How-to: run evaluation and make ship decisions¶

This guide shows how to how-to: run evaluation and make ship decisions in a reliable, repeatable way.

Who this is for¶

Engineers shipping recommender changes and needing a quality gate
Analysts validating impact from logs
Operators who need an auditable “ship / hold / rollback” decision trail

What you will get¶

A runnable baseline workflow for validating logs and producing reports
A clear recommendation for when to use offline vs experiment analysis
Links to the deeper recsys-eval docs for interpretation and scaling

Goal¶

Turn exposure/outcome logs into a report you can use to decide ship / hold / rollback.

Prereqs¶

recsys-eval built (from this repo):

cd recsys-eval
make build

Logs in the v1 schemas:
exposures: exposure.v1
outcomes: outcome.v1
assignments: assignment.v1 (required for experiment mode)

0) Validate inputs (always)¶

Validation is strict (extra fields can fail).

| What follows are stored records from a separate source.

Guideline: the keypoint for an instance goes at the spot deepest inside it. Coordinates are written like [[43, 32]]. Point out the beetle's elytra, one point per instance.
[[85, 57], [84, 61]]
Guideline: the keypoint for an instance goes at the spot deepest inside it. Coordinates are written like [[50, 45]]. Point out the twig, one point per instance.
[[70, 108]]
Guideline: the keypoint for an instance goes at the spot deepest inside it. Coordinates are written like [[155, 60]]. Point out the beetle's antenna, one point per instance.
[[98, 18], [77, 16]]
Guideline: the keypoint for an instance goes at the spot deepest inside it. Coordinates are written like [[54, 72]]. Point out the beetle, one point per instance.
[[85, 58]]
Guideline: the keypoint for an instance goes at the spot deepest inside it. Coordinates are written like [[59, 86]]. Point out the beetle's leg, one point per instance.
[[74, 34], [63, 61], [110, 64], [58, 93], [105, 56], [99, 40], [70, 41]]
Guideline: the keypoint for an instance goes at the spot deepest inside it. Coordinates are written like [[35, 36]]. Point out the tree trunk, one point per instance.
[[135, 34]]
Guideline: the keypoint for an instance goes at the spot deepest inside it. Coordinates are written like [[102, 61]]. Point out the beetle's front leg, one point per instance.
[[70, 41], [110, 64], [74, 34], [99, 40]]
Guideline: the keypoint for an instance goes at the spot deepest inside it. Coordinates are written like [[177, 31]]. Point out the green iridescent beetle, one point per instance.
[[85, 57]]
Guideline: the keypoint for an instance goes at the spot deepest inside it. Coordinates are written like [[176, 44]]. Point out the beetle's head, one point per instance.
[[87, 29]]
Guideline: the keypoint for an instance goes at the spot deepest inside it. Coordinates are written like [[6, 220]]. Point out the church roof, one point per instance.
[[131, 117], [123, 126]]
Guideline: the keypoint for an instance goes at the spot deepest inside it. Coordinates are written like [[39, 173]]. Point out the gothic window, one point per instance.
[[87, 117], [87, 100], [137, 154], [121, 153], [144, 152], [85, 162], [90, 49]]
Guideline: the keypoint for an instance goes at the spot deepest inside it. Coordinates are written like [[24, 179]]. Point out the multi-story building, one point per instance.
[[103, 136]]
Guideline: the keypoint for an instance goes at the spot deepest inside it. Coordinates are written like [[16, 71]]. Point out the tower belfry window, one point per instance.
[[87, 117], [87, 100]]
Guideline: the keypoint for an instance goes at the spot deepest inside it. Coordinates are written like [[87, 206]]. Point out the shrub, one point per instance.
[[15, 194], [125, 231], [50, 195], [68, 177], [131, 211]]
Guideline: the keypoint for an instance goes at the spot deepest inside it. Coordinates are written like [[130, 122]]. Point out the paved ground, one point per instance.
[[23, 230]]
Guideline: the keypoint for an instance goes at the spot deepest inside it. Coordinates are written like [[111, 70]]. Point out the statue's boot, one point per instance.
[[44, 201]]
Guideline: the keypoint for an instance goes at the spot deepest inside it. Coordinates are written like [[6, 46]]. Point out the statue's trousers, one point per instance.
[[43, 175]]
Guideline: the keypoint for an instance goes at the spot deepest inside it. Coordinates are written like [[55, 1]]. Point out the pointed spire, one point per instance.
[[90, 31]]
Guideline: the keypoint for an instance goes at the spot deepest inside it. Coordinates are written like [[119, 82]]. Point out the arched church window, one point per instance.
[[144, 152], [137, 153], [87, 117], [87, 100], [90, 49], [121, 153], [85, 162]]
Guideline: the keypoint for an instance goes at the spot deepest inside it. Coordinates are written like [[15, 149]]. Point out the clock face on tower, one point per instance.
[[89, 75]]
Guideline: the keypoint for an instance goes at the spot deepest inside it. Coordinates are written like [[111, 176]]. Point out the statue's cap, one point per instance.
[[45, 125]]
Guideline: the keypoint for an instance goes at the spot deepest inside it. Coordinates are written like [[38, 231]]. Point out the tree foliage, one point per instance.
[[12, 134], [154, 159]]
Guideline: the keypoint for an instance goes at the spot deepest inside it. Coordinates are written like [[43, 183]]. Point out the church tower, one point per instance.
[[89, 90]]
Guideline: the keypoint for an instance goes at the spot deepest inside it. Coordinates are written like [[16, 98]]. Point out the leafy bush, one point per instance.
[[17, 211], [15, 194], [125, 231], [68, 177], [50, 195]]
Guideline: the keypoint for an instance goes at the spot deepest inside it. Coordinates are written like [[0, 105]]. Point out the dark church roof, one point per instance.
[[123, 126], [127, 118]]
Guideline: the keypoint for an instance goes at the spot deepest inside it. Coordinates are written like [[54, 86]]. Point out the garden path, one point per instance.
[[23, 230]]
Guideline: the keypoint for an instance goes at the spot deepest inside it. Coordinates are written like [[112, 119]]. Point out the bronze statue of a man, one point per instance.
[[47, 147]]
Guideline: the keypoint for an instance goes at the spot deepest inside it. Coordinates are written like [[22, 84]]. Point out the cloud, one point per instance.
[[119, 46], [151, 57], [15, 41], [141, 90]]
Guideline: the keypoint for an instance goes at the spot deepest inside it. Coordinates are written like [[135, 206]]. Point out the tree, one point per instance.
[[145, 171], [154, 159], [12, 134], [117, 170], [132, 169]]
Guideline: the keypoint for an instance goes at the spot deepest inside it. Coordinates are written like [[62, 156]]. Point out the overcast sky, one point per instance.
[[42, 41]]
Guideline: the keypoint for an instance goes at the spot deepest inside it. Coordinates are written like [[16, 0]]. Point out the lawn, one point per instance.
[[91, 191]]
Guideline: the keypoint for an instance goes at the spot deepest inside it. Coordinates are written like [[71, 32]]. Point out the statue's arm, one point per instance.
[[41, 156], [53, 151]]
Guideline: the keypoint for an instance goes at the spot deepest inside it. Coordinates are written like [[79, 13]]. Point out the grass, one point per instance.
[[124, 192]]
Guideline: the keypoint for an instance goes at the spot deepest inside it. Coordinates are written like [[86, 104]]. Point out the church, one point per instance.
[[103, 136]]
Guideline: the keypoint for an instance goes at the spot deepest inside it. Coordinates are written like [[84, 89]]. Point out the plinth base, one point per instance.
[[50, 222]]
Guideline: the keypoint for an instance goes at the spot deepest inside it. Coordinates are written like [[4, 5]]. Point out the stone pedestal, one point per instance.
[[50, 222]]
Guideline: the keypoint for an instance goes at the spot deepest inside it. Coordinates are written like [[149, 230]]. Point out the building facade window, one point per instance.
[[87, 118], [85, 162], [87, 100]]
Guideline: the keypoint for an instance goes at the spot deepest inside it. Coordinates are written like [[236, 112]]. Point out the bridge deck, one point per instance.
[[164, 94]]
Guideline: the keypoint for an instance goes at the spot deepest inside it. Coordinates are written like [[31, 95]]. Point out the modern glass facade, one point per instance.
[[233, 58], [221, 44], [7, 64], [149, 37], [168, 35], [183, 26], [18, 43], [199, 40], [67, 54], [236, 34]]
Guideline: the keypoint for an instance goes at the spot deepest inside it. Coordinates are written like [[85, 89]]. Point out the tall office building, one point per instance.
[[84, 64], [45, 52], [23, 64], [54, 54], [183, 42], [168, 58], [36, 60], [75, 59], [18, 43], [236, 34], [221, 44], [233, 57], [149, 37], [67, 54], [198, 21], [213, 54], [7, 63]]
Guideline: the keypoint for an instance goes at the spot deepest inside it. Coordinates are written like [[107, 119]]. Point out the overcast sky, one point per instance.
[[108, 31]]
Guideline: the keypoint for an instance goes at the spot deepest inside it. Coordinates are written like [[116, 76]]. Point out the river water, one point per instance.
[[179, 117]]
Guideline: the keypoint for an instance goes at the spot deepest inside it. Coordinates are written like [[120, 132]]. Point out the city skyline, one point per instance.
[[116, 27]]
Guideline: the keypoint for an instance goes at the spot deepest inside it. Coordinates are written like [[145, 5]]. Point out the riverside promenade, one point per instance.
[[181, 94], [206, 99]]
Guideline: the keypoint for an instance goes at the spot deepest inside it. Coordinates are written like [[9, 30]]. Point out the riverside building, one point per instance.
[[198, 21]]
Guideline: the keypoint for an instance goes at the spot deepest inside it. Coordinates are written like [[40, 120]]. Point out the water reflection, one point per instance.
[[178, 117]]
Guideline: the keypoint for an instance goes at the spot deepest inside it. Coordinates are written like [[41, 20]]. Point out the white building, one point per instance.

Run this before trusting any metric:

./bin/recsys-eval validate --schema exposure.v1 --input exposures.jsonl
./bin/recsys-eval validate --schema outcome.v1 --input outcomes.jsonl
./bin/recsys-eval validate --schema assignment.v1 --input assignments.jsonl

Tip: if you want recsys-service to emit exposure.v1 directly, set:

EXPOSURE_LOG_ENABLED=true
EXPOSURE_LOG_FORMAT=eval_v1

See: Exposure logging and attribution

1) Run an offline regression gate (recommended baseline)¶

Always run an offline regression gate in CI:

compare baseline vs candidate versions
fail if a primary metric regresses beyond a threshold

Example:

./bin/recsys-eval run \
  --mode offline \
  --dataset configs/examples/dataset.jsonl.yaml \
  --config configs/eval/offline.ci.yaml \
  --output /tmp/offline_report.md \
  --output-format markdown

If your exposure logs come from recsys-service in eval_v1 format, the exposure context keys are named like tenant_id, surface, and segment. Ensure your slice_keys use the same names.

2) Prefer online experiments when possible¶

Online A/B tests are the best way to measure real impact:

log exposures with experiment id/variant
log outcomes tied to the same request_id
check KPI + guardrails

Example:

./bin/recsys-eval run \
  --mode experiment \
  --dataset configs/examples/dataset.jsonl.yaml \
  --config configs/eval/experiment.default.yaml \
  --output /tmp/experiment_report.md \
  --output-format markdown

3) Ship / rollback mechanics¶

Ship if KPI improves and guardrails hold. Hold if results are inconclusive. Roll back if primary or guardrails regress.

Rollback levers:

Artifacts/manifest: swap the manifest pointer (pipelines) and invalidate service caches
Config/rules: roll back config/rules versions and invalidate service caches

See:

Pipelines rollback: How-to: Roll back to a previous artifact version
Admin cache invalidation: Admin API + local bootstrap (recsys-service)
Interpreting results: Interpreting results: how to go from report to decision

Verify¶

The report file exists and includes a summary table for your chosen mode.
Join integrity is sane (if join rate is low, fix logging before trusting metrics).